このコードを実行すると、Azure OpenAI Service上のLLMがユーザー質問に対する回答を生成します。
ベストプラクティスと注意点
- コスト管理:
LLMはトークン数に応じて料金が発生します。PoCではCost Management機能を活用して費用を監視してください。 - セキュリティ・APIキー管理:
APIキーは環境変数やAzure Key Vaultで安全に管理することを推奨します。コードへの直書きは避けましょう。 - ガバナンス・コンプライアンス対応:
機密情報や個人情報を取り扱う場合、社内規定や法規制に従い、ログ管理やプロンプト検証を行ってください。社内規定によっては海外へのデータ送信・処理・保存が禁じられており、Deployment Typeに注意が必要なケースがあります。 - モデル選定・チューニング:
PoC開始時はGPT-4oを使ってそのタスクがLLMで実現可能かを確認し、上手くできることが分かった後にコスト削減や推論高速化を目的としてGPT-4o-miniへの移行を検討するなど段階的なアプローチが有効です。 - 今後の拡張:
本記事は初歩的な利用例に留まります。LangChain、Vector Database、MLOpsフレームワークなどと組み合わせて、より高度なLLMアプリケーションの構築が可能です。
次のステップ
- LangChainやVector DBとの統合:ドメイン特化データを活用しRAGを実現することで、より精度の高い回答を得る。

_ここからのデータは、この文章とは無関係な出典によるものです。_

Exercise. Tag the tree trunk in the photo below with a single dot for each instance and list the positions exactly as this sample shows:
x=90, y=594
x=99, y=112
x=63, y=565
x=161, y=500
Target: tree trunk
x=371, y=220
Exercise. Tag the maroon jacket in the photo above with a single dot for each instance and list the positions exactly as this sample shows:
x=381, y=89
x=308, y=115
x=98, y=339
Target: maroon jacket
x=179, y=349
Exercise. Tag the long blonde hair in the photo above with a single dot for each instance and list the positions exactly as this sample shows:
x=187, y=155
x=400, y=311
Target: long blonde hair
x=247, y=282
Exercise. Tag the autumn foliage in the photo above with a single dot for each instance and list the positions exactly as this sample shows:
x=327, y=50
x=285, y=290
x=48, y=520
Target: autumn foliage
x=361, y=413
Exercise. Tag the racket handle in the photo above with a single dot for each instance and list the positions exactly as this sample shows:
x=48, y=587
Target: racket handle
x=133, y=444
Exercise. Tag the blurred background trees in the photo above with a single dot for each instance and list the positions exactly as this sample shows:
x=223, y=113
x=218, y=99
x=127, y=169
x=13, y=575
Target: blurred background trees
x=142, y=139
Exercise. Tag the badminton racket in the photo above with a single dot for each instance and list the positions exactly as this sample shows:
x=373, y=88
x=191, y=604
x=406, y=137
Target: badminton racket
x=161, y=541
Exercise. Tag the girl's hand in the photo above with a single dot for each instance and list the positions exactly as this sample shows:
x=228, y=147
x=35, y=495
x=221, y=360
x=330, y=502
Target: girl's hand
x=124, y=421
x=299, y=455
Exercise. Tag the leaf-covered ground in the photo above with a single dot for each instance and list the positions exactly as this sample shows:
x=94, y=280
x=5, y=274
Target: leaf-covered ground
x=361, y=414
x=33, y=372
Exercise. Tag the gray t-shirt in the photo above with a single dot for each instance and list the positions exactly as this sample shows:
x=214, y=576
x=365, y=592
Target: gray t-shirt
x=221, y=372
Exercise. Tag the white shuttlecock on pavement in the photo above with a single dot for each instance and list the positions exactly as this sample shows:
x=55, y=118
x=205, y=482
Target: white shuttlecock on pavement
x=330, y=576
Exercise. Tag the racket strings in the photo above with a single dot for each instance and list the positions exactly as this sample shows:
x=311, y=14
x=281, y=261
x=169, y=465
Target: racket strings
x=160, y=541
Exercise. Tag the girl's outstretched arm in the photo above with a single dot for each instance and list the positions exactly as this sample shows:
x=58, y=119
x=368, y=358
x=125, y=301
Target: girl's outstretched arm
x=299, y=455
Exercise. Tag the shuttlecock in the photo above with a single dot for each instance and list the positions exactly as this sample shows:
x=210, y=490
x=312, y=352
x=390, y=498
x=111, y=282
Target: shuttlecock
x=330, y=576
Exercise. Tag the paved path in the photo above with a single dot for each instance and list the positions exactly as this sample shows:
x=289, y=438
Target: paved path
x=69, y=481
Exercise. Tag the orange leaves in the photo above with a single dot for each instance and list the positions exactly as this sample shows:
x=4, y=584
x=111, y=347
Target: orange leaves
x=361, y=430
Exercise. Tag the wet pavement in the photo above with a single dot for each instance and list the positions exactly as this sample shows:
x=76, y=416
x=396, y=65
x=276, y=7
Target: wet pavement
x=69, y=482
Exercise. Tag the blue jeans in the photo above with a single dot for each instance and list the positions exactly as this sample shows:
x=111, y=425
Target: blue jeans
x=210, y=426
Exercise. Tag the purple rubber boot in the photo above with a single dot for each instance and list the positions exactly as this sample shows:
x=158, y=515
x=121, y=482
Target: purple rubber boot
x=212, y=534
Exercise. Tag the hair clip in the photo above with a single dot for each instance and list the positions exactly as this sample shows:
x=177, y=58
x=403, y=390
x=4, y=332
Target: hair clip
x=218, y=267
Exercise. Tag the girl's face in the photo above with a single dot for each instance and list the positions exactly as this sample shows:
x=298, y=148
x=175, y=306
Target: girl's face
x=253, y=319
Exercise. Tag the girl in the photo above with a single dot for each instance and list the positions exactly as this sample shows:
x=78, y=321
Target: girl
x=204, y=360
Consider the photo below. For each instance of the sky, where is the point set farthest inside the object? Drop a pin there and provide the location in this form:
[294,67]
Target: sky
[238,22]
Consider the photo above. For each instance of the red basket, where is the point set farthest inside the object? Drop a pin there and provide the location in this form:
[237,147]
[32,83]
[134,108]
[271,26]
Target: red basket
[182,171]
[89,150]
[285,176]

- MLOpsパイプライン化:CI/CDツールやAzure Prompt Flowと連携してモデル更新とデプロイを自動化。
- ベンダー比較・最適化:GCP Vertex AIやAWS Bedrockとも比較し、自社要件に最適なエコシステムを構築。
まとめ
本記事では、Azure OpenAI Serviceを利用してLLM導入を始めるための基本ステップを紹介しました。
- Azureポータルでのリソース・モデルデプロイ方法
- Python SDKを用いた問い合わせコード例
- コスト、セキュリティ、ガバナンスなどPoC段階での留意点
これらを踏まえ、初期PoCから本番環境化に向けて、Azure OpenAI Serviceを活用したLLM活用をぜひ検討してみてください。